- Directed by: Joyce Wieland
- Written by: Joyce Wieland
- Produced by: Joyce Wieland
- Cinematography: Joyce Wieland
- Edited by: Joyce Wieland
- Distributed by: Canadian Filmmakers Distribution Centre
- Release date: June 28, 1969;
- Running time: 80 minutes
- Country: Canada
- Language: English

= Reason Over Passion =

1969 Canadian film

Reason Over Passion (La raison avant la passion) is a Canadian experimental film, directed by Joyce Wieland and released in 1969. A reflection on Pierre Trudeau's famous public statement that he valued reason over passion in his approach to governing Canada, the film deconstructs the concept by blending news footage of Trudeau at the 1968 Liberal Party of Canada leadership election with tracking shots of the Canadian landscape, as the letters in the subtitle "reason over passion" rearrange and scramble into 537 nonsensical anagrams over the course of the film.

==Production==
Wieland worked on the film from 1967 to 1969. Wanting to capture Canadian landscapes under a range of seasonal and weather conditions, she began in Cape Breton Island and travelled west across Canada. The Vancouver Art Gallery held a retrospective of Wieland's work in early 1968, which she used as an opportunity to complete filming. The animated lettering was created by Hollis Frampton, who set up a device in his darkroom to quickly photograph each of the permutations.

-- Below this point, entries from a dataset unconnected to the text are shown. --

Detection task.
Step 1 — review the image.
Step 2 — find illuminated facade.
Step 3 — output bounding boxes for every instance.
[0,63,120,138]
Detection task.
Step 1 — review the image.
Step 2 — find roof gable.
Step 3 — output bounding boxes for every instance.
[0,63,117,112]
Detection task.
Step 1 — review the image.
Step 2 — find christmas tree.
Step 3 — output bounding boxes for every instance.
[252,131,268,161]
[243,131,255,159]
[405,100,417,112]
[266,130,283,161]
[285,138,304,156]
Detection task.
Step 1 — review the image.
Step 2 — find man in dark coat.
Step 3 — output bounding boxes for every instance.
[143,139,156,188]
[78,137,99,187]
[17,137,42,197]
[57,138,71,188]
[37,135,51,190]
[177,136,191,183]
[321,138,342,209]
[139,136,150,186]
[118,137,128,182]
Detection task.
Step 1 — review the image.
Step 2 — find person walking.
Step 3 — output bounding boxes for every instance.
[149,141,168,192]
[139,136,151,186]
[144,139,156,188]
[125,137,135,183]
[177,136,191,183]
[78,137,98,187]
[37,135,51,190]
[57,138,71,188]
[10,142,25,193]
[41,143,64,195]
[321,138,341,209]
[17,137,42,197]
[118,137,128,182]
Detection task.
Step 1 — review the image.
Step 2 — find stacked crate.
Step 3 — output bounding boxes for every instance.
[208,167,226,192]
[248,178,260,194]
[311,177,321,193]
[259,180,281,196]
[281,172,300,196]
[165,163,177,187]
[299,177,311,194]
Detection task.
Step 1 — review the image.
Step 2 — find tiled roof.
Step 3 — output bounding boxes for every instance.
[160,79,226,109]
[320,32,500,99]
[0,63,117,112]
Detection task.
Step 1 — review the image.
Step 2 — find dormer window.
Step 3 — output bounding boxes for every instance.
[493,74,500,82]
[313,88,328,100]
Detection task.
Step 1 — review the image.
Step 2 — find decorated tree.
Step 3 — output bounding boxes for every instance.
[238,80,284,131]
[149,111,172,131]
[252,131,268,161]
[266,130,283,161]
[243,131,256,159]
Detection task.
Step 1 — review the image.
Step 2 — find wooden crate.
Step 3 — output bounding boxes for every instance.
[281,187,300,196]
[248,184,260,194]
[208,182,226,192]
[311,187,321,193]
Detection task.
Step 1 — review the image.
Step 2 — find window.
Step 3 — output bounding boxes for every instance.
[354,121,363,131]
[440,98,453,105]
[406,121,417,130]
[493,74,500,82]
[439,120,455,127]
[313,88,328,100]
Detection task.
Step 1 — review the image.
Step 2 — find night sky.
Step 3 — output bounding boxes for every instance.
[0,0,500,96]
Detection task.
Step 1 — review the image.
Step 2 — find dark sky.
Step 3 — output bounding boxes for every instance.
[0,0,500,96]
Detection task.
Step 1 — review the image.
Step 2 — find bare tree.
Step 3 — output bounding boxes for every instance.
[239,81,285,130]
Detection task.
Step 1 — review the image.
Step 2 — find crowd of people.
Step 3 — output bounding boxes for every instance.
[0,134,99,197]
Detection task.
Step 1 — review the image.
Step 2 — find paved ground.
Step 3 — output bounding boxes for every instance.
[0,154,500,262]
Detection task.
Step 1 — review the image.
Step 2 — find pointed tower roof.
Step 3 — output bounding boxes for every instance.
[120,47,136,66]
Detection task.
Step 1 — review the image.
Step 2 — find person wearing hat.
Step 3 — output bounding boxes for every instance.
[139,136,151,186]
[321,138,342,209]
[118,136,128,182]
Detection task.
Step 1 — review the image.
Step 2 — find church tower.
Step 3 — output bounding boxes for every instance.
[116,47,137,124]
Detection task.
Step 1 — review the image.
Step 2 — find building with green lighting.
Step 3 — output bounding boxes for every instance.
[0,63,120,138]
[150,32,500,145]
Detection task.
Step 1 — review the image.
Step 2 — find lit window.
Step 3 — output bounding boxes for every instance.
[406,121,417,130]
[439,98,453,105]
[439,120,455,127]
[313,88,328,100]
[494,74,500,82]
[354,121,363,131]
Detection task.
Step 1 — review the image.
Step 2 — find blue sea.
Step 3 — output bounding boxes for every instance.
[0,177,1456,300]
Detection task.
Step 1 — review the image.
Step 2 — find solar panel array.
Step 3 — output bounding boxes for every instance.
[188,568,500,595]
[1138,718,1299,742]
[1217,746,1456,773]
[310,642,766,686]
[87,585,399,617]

The film was also indirectly linked to a quilting project that Wieland first exhibited in 1968, which included quilts stitched with both the English "Reason Over Passion" and French "La Raison Avant La Passion" mottos.

==Critical response==
Jacob Siskind of the Montreal Gazette contrasted the film against the work of Wieland's husband, artist Michael Snow, writing that "in his picture frames, which are after all inanimate, Mr. Snow has crammed his canvasses with movement, motion and tension. In her movie frames, which are constantly in motion, Mrs. Snow has so completely infused the film with relentless motion that it has become totally static."

For the Toronto Star, Barrie Hale wrote that "the Canada that Wieland shows is a desolate place, featured by roads and train tracks and farms and trucks (and so, by implication, cities) but seen in dawn light, or dusk, or through storms—the time of dreams. Her land is one that is still marked with the capacity to wonder, and it is a gruelling experience to cross it—a tough trip, as it were."

==Legacy==
The film was screened in the Directors' Fortnight program at the 1970 Cannes Film Festival.

In 2017, it was included in Canada On Screen, the Toronto International Film Festival's special screening series of culturally or artistically significant Canadian films from the history of Canadian cinema.